Create a Seurat object compatible with Azimuth.

Description

Create a Seurat object compatible with Azimuth.

Usage

AzimuthBridgeReference(
  object,
  reference.reduction = "spca",
  bridge.ref.reduction = "ref.spca",
  bridge.query.reduction = "slsi",
  laplacian.reduction = "lap",
  refUMAP = "wnn.umap",
  refAssay = "SCT",
  dims = 1:50,
  plotref = "wnn.umap",
  plot.metadata = NULL,
  ori.index = NULL,
  colormap = NULL,
  assays = c("Bridge", "RNA"),
  metadata = NULL,
  reference.version = "0.0.0",
  verbose = FALSE
)

Arguments

object

Seurat object

refUMAP

Name of UMAP in reference to use for mapping

refAssay

Name of SCTAssay to use in reference

dims

Dimensions to use in reference neighbor finding

plotref

Either the name of the DimReduc in the provided Seurat object to use for the plotting reference or the DimReduc object itself.

plot.metadata

A data.frame of discrete metadata fields for the cells in the plotref.

ori.index

Index of the cells used in mapping in the original object on which UMAP was run.
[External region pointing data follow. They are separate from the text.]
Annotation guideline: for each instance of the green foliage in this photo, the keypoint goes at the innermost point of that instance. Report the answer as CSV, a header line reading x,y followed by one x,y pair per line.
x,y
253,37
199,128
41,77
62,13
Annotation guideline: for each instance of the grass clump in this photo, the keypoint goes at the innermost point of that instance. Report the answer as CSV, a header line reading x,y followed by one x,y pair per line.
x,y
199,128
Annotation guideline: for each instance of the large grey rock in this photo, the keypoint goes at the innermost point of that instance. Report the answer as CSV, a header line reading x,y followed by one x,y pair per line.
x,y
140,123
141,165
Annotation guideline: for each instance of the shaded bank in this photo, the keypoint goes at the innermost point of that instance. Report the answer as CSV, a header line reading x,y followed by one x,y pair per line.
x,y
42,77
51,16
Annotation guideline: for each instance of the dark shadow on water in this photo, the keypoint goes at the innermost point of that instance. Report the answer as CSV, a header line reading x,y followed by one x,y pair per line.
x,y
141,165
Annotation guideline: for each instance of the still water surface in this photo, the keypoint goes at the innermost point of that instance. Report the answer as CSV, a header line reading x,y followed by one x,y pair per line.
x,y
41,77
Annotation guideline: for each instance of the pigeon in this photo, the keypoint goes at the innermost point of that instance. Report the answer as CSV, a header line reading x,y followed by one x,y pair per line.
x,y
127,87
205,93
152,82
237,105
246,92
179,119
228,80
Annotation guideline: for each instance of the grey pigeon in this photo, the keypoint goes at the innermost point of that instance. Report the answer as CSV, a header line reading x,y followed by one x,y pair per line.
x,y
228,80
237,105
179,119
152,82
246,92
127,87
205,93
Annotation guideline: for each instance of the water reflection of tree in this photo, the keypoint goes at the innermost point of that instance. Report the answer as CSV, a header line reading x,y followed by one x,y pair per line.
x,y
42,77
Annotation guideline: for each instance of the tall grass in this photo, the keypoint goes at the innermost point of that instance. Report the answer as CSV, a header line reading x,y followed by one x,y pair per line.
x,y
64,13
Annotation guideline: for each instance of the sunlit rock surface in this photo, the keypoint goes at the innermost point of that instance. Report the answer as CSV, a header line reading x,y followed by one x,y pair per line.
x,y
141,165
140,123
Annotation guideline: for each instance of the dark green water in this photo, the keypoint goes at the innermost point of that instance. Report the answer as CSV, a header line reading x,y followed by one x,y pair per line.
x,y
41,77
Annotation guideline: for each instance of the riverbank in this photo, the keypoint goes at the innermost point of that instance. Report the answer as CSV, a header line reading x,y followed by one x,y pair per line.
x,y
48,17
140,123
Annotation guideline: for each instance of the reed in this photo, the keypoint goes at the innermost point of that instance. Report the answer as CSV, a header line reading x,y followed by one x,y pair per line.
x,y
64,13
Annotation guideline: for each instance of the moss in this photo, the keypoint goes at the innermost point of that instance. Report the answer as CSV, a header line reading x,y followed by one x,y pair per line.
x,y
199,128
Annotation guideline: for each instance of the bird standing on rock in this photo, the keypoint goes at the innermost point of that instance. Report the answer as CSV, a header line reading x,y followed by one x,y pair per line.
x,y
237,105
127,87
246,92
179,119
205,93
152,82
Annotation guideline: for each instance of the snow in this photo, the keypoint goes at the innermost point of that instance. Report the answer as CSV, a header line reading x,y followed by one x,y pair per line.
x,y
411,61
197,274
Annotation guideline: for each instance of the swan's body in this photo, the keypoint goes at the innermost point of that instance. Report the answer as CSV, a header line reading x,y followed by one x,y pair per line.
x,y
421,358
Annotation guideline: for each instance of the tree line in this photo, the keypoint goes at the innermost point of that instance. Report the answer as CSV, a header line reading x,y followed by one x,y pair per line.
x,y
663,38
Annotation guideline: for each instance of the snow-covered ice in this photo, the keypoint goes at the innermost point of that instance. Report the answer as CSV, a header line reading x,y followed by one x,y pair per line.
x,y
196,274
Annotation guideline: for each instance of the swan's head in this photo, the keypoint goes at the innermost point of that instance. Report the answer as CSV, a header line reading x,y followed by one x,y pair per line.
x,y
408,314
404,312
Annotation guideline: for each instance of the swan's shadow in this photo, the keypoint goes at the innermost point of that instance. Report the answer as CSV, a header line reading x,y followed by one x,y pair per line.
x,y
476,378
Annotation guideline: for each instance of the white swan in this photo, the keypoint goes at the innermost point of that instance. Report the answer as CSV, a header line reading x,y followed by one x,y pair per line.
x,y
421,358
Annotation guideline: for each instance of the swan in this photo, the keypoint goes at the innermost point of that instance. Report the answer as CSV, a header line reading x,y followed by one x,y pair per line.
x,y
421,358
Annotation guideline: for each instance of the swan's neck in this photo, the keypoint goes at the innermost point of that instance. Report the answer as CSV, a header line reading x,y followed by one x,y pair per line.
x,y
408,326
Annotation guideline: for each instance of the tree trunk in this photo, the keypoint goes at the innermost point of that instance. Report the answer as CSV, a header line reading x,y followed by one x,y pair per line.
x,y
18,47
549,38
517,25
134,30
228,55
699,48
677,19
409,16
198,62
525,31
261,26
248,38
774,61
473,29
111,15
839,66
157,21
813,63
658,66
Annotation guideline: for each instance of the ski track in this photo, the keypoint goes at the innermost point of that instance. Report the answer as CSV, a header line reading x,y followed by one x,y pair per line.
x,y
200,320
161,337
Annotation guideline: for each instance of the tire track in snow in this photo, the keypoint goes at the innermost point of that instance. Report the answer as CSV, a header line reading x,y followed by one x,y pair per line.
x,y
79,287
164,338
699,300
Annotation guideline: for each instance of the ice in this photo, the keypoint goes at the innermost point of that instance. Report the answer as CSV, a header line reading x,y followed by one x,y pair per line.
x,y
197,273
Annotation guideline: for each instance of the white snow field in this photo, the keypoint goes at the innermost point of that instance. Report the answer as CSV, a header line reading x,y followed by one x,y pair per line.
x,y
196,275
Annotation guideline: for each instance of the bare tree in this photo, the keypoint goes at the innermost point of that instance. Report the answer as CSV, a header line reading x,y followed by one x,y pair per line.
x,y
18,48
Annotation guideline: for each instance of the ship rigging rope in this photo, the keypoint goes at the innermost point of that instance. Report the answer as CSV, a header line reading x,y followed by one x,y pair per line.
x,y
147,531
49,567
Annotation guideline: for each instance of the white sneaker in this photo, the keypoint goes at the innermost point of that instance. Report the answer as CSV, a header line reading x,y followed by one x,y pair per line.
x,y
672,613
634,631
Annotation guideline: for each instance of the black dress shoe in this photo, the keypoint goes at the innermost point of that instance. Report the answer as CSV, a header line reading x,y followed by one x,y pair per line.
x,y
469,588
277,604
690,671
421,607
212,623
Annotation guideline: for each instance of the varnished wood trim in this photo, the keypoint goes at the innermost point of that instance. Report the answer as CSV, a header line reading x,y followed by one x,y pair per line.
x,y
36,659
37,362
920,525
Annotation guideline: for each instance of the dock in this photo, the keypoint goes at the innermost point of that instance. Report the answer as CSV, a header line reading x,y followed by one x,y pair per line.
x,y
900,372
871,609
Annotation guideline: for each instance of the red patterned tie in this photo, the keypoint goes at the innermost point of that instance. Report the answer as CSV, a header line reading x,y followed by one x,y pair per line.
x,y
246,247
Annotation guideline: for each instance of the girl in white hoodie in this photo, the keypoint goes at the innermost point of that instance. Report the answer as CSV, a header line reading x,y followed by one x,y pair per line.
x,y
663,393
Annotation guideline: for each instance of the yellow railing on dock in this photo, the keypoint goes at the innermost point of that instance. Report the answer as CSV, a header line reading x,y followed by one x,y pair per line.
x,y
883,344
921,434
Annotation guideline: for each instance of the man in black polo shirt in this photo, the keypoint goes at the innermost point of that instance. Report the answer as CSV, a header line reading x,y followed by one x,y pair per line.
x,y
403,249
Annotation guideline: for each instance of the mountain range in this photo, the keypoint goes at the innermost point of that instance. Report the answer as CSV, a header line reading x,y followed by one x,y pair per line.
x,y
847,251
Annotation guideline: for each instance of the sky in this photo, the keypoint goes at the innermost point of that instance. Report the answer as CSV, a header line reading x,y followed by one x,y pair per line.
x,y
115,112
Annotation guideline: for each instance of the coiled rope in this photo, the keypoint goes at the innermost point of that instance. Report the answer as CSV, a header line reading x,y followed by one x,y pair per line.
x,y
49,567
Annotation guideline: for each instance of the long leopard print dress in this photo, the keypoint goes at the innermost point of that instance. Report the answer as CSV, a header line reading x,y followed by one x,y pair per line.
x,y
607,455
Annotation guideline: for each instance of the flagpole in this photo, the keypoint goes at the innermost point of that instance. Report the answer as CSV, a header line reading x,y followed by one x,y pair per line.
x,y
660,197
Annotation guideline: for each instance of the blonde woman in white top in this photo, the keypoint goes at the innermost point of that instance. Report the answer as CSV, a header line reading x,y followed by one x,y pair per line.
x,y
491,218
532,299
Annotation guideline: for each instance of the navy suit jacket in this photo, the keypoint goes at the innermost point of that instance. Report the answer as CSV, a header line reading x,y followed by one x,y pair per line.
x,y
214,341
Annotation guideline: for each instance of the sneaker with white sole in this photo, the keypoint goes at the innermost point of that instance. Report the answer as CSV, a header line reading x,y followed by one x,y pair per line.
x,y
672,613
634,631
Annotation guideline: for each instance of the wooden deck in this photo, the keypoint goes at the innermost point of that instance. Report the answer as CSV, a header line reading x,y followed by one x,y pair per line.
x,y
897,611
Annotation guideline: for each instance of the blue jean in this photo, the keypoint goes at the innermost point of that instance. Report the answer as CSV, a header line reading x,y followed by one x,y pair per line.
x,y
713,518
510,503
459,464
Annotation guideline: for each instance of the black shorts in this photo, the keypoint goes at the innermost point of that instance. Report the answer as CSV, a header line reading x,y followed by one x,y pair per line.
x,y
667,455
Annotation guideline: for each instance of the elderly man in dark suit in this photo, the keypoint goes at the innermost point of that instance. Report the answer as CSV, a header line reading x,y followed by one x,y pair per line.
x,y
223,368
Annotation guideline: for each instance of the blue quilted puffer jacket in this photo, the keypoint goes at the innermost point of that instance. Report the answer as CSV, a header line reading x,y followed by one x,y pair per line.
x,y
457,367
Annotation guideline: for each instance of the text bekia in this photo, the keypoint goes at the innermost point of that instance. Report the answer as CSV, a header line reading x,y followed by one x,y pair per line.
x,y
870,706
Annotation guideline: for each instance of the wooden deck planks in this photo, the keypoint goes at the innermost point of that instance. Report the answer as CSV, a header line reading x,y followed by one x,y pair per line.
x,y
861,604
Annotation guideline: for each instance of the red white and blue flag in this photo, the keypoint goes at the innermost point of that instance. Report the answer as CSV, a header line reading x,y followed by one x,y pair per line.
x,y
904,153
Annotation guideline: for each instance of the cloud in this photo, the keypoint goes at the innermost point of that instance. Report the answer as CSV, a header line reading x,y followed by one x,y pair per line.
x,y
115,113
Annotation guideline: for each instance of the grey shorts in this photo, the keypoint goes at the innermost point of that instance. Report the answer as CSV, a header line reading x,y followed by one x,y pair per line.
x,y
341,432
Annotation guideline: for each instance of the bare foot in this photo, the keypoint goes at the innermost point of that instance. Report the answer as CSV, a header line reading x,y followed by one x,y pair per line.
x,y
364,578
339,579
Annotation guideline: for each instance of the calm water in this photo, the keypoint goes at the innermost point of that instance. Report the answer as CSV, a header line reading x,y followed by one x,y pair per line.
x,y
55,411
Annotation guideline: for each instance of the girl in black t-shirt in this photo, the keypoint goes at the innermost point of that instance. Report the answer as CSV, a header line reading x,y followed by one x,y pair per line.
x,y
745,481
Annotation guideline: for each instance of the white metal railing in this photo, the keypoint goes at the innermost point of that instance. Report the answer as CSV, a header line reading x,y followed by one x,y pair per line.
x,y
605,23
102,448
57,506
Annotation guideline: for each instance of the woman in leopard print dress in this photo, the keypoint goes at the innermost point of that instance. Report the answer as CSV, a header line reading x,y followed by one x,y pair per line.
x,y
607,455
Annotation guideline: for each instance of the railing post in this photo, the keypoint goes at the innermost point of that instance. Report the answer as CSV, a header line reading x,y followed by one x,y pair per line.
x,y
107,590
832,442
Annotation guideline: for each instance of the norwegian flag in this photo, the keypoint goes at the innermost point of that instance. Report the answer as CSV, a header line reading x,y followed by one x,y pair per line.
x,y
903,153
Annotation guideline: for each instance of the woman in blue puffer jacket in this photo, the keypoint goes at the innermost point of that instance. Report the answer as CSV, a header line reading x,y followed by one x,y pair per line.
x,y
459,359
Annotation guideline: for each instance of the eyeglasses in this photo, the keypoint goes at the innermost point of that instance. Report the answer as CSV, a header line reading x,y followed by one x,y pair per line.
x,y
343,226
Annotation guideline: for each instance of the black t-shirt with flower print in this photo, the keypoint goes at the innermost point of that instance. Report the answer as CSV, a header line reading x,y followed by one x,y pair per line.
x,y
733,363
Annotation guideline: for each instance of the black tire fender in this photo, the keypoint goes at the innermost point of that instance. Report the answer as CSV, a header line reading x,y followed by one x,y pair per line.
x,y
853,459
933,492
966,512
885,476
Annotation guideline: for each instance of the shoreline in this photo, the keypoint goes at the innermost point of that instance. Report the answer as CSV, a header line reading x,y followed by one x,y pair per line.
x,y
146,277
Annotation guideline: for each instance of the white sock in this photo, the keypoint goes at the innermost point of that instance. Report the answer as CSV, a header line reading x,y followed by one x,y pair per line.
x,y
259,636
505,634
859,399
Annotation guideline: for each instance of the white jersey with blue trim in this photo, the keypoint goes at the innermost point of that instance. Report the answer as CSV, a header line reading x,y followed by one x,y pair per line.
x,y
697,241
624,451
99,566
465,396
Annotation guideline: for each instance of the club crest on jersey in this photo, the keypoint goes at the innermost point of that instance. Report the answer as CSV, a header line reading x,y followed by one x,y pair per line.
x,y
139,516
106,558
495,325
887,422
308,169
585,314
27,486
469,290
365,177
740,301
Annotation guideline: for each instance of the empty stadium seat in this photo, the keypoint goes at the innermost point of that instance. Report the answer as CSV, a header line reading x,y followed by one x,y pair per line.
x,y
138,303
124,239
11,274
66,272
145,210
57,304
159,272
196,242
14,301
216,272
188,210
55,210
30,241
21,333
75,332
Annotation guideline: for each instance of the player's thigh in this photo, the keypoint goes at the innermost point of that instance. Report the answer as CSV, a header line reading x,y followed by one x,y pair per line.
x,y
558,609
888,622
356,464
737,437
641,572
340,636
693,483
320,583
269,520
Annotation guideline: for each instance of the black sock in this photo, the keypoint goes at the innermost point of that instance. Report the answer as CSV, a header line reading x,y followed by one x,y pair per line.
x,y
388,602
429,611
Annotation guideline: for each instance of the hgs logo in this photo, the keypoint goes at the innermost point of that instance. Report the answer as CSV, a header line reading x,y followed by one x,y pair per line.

Only need to provide if UMAP was run on different set of cells.

colormap

A list of named and ordered vectors specifying the colors and levels for the metadata. See CreateColorMap for help generating your own.

assays

Assays to retain for transfer

metadata

Metadata to retain for transfer

reference.version

Version of the Azimuth reference

verbose

Display progress/messages

refDR

Name of DimReduc in reference to use for mapping

k.param

Defines k for the k-nearest neighbor algorithm

Value

Returns a Seurat object with AzimuthData stored in the tools slot for use with Azimuth.


AzimuthData

Description

The AzimuthData class is used to store reference info needed for Azimuth

Slots

plotref

DimReduc object containing UMAP for plotting and projection. This should also contain the cell IDs in the misc slot

colormap

Vector of id-color mapping for specifying the plots.

seurat.version

Version of Seurat used in reference construction

azimuth.version

Version of Azimuth used in reference construction

reference.version

Version of the Azimuth reference


Create a Seurat object compatible with Azimuth.

Description

Create a Seurat object compatible with Azimuth.

Usage

AzimuthReference(
  object,
  refUMAP = "umap",
  refDR = "spca",
  refAssay = "SCT",
  dims = 1:50,
  k.param = 31,
  plotref = "umap",
  plot.metadata = NULL,
  ori.index = NULL,
  colormap = NULL,
  assays = NULL,
  metadata = NULL,
  reference.version = "0.0.0",
  verbose = FALSE
)

Arguments

object

Seurat object

refUMAP

Name of UMAP in reference to use for mapping

refDR

Name of DimReduc in reference to use for mapping

refAssay

Name of SCTAssay to use in reference

dims

Dimensions to use in reference neighbor finding

k.param

Defines k for the k-nearest neighbor algorithm

plotref

Either the name of the DimReduc in the provided Seurat object to use for the plotting reference or the DimReduc object itself.

plot.metadata

A data.frame of discrete metadata fields for the cells in the plotref.

ori.index

Index of the cells used in mapping in the original object on which UMAP was run. Only need to provide if UMAP was run on different set of cells.

colormap

A list of named and ordered vectors specifying the colors and levels for the metadata. See CreateColorMap for help generating your own.

assays

Assays to retain for transfer

metadata

Metadata to retain for transfer

reference.version

Version of the Azimuth reference

verbose

Display progress/messages

Value

Returns a Seurat object with AzimuthData stored in the tools slot for use with Azimuth.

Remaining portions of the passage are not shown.